Colleges and Universities
Pricing of licenses for Women Writers Online is based on institutional full-time undergraduate enrollment. The size categories and yearly license rates through June 30, 2016 are as follows:
- Group I (25,000 or more students): $1800
- Group II (10,000 to 24,999 students): $1200
- Group III (5000-9,999 students): $900
- Group IV (2000-4999 students): $500
- Group V (500-1999 students): $300
- Group VI (fewer than 500 students): $120
Public Libraries and Schools
Our pricing for public libraries is based on total population served. Prices range from $250 (for very small communities) to $7500 (for very large communities such as entire state library systems). Please contact us for a quote.
The annual fee for secondary schools is $275 per year.
For small non-academic companies and groups such as publishers, research organizations, and the like, the annual fee is $275 per year.
Individual subscriptions are $50 per year. For students the rate is $25 per year.
Discounts and prorating
The WWP’s license year runs from July 1 through June 30. All licenses purchased during the course of the year will be prorated through June 30.
We offer a 30% discount on all licenses of three years or more.
We welcome applications for consortial licenses. We will also consider applications for consortial licenses from state university systems. Public libraries and consortia which include provision of access to the general public should consult our web site for further information.

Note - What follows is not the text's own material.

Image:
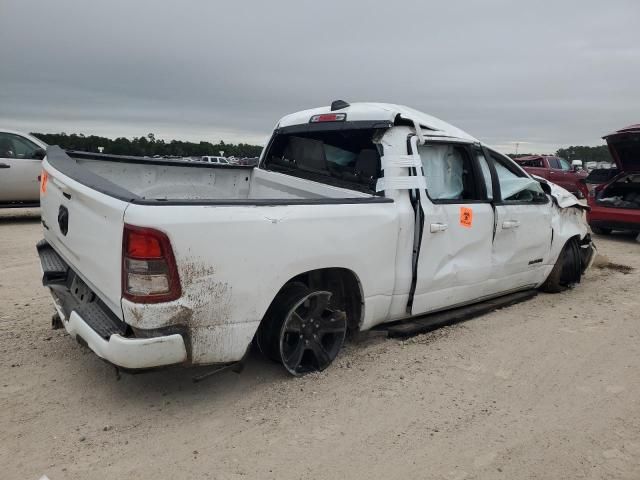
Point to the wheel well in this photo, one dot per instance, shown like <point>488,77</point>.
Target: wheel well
<point>570,275</point>
<point>345,288</point>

Our consortial rates are as follows:
Basic consortial discount
We offer a 25% consortial discount to any consortium which subscribes 50% of its institutional membership, or 20 institutions (whichever is less) to Women Writers Online.
Discount for consortial billing and renewal
We offer a 35% discount to any consortium that handles billing and renewal for more than 10 institutional subscribers to Women Writers Online
We welcome proposals of negotiation to accommodate special cases, such as institutions which fall on a border between two categories, or where an institution’s official enrollment misrepresents its actual user population.